Thirty minutes later he pulled into her parking lot. He ran around to help her out. The ankle had stiffened a little more. The butterscotch cone was almost gone.
“I’ll help you up.”
“You don’t have to.”
“I busted your ankle. Help me relieve some of my guilt.”
“I’ve got it, Jack.” That tone was very familiar to him, even after four years. He smiled wearily and stepped back. She was halfway up the stairs, moving slowly. He was getting back in his car when she turned around.
“Jack?” He looked up. “Thanks for the ice cream.” She went into the building.
Driving off, Jack did not see the man standing near the little cluster of trees at the entrance to the parking lot.
Luther emerged from the shadows of the trees and looked up at the apartment building.
His appearance from two days ago had drastically changed. It was lucky his beard grew fast. His hair had been cut very short, and a hat covered what was left. Sunglasses obscured his intense eyes and a bulky overcoat concealed the lean body.
He had hoped to see her one more time before he left. He had been shocked to see Jack, but that was all right. He liked Jack.
He huddled in his coat. The wind was picking up, and the chill was more than Washington usually carried at this time of year. He stared up at his daughter’s apartment window.
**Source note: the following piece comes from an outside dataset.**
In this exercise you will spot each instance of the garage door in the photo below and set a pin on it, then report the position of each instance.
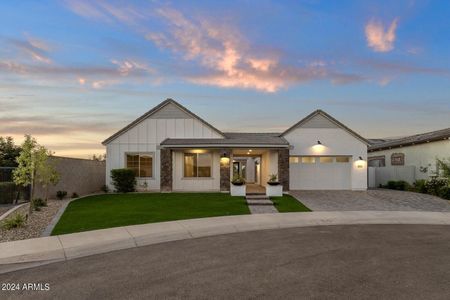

Apartment number fourteen. He knew it well; had even been inside it on a number of occasions, unbeknownst to his daughter, of course. The standard front-door lock was child’s play for him. It would’ve taken longer for someone with a key to open it. He would sit in the chair in her living room and look around at a hundred different things, all of them carrying years of memories, some good times, but mostly disappointments.